Crash Course In Modern Hardware

R

Roedy Green

If it actually has spend time JIT compiling why should it go
back to interpreting?

Let us say you dynamically load a class that overrides methods that
the JIT had provisionally treated as final and had inlined.

It has to do some pretty fancy footwork. It has to UN-inline all that
code, turn it back into byte code, then rejit it.

The problem has been solved, but it seems to me to be intractable.
There is no simple correspondence between machine code and byte code.
Data could be cached in registers. I am blown away that it works at
all, much less works reliably.

You'd think the one saving grace is the points where you have to rejit
always occur at a call boundary. But there is no such guarantee on the
other threads.

I love to see a webinar on how they pulled this off. Perhaps the JIT
machine code is quite constrained to make this possible.
 
R

Roedy Green

How would you implement an interpreter to avoid executing a totally
unpredictable branch for each instruction?

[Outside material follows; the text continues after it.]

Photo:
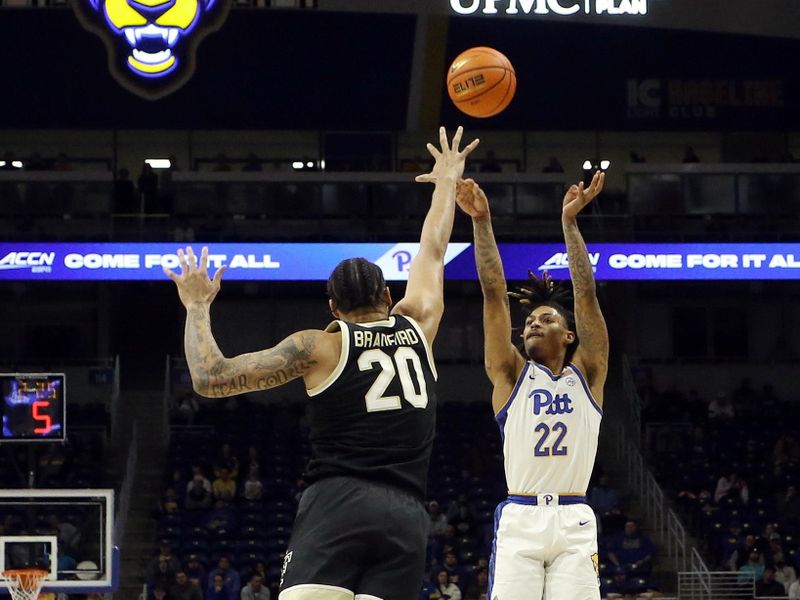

In my Forth interpreter, I arranged things so that branches fell
through on the usual case.

Think in terms of FORTH chips, that have the interpreter in hardware.
They can do things like maintain branch history, and overlap RET on
any instruction.

A Java Byte code machine with most of the interpreter in hardware
might be a better architecture since the code is so much more compact.
 
R

Roedy Green

L1 cache is more in the 32-64KB range. Basically 32 KB for a Core2
Intel, 64 KB for the AMD equivalent. That's for code; you have the
same amount in data.

This suggests the CPU makers should make simpler CPUs, and turn the
real estate over to a bigger cache, or focus all the smarts in the CPU
on carrying on while a load is stalled.

Perhaps it is a marketing problem. People don't realised the value
of extra static RAM cache. They go for incremental Ghz numbers.
 
L

Lew

Roedy said:
It has to do some pretty fancy footwork. It has to UN-inline all that
code, turn it back into byte code, then rejit it.
...
I love to see a webinar on how they pulled this off. Perhaps the JIT
machine code is quite constrained to make this possible.

They never lose the bytecode, so they don't have to "turn it back" at all;
it's already there. The clever thing they did was let it happen in mid-stroke
on the stack, that is, even in the midst of a loop it can jump back to the
interpreted version or to a newly-compiled version. If the latter, the new
compilation occurs in the background from the never-erased and therefore
never-needs-to-be-reconstructed bytecode just like the original one did. The
same quick-jump trick moves execution from the interpreted or
previously-compiled version to the new one.

The links I provided upthread touch on this feature.
 
D

Dacong Yan

Lew said:
Nothing in any spec prevents it from doing so, but I am skeptical
about whether any implementations would do so.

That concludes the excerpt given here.